BACKUPPPPPPP

SuperDuper!! I’ve never ever used time machine one single time to install a new freshly formatted mac.. Never. But as a good father trying to keep all the binary digits together in this digital era, I thought it was a great plan, to automatically let Time Machine do its thing, silently, while I was compressing kickdrums and 909 claps. But should we still make backups? And if yes, how, why, when, where? Over 3 decades, I tried several setups. Local drives, network attached storage, cloud, none,.. But never felt very safe in whatever method I was making the backups. Time machine is of course idiot/fool proof but when your mac dies, get stolen or you smash that perfectly good guitar on it, ok, you have a backup but you must install a complete new system and it can take hours. Even in this high speed MB/s era…

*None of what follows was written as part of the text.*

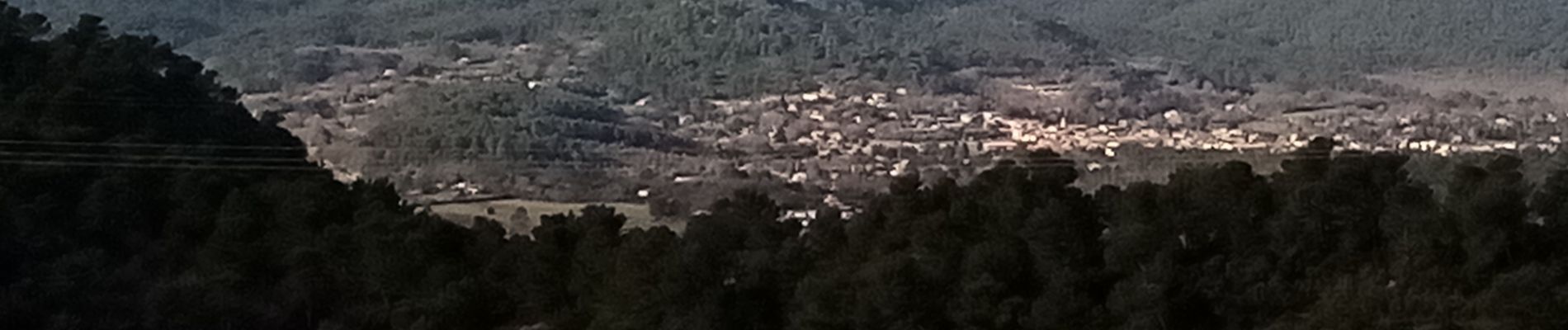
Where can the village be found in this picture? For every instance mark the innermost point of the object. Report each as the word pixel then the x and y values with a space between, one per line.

Last year, as an idiot as I sometimes can be, I purchased Superduper to make individual folder backups. Well well, the program isn’t written to do that. It’s a tool to make bootable backups (1:1 copies).. Ok, let’s just use time machine a little bit longer. Fast forward.

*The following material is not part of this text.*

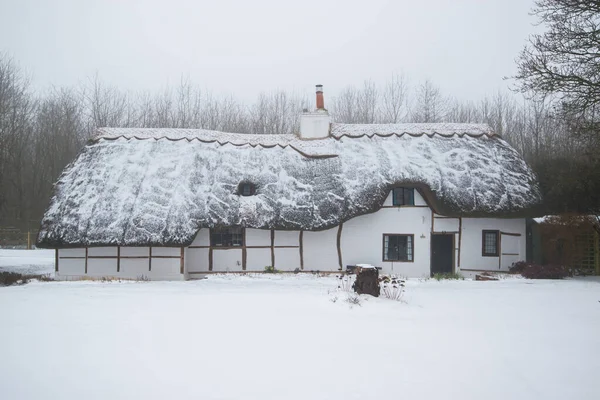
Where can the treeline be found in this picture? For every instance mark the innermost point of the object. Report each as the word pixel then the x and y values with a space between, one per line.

Last week, in a some binary anxiety losing everything panic, I thought: let’s give it another try to backup my system like a pro. Well, I started reading the SuperDuper! manual and I got surprised with the fact that you can make a bootable clone of your mac’s HD/SSD, plus it has this nifty function to ‘smart update’ that already made boot-drive. I was like: hell yeah, why would I still need Time machine?

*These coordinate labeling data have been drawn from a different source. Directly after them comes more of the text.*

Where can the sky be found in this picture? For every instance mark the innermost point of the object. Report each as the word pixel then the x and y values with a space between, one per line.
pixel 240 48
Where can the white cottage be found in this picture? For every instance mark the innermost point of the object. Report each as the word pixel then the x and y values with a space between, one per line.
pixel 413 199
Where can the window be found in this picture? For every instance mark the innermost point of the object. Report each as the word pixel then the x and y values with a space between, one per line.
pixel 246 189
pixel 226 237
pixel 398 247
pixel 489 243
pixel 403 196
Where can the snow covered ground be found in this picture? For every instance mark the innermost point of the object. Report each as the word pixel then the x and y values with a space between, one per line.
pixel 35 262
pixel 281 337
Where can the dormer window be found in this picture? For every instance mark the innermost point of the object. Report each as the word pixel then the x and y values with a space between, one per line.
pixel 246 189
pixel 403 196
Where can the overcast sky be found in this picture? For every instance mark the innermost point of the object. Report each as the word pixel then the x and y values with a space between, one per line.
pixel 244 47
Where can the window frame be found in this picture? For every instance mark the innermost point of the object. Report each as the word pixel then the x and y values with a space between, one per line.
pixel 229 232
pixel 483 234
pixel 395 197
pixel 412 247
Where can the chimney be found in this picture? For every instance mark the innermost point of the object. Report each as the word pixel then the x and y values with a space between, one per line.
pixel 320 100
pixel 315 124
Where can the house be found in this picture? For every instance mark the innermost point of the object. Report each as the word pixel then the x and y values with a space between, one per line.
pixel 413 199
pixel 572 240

So I made a fresh bootable drive with smart update function… I tried to list up, what files are exactly needed and where has to go what? Since we have this way too expensive Icloud subscription running ( for my Ableton projects ), I thought Skov, what’s the plan. How to make things a bit easy, reliable or better: redundant?

So here’s what I came up with:

  1. The Icloud automated backup (Fool proof but how safe ?)

  2. The SuperDuper! bootable Clone drive (SSD) (When the SSD is attached it automatically updates the drive)

  3. The HDD attached to a HD dock, running Time Machine ( everyday backup )

  4. A manual backup from my projects folder to an external SSD ( when I think about it )

It feels pretty safe now, working this way. I don’t know if this is the waterproof backup method, but it sure feels quite secure.

Don’t sleep on Backups. Up till now, I haven’t got any severe crashes but there’s a lot of pc/mac users, who run into a crash now and then.

Better safe than sorry?

Next
Next

WHY, POD?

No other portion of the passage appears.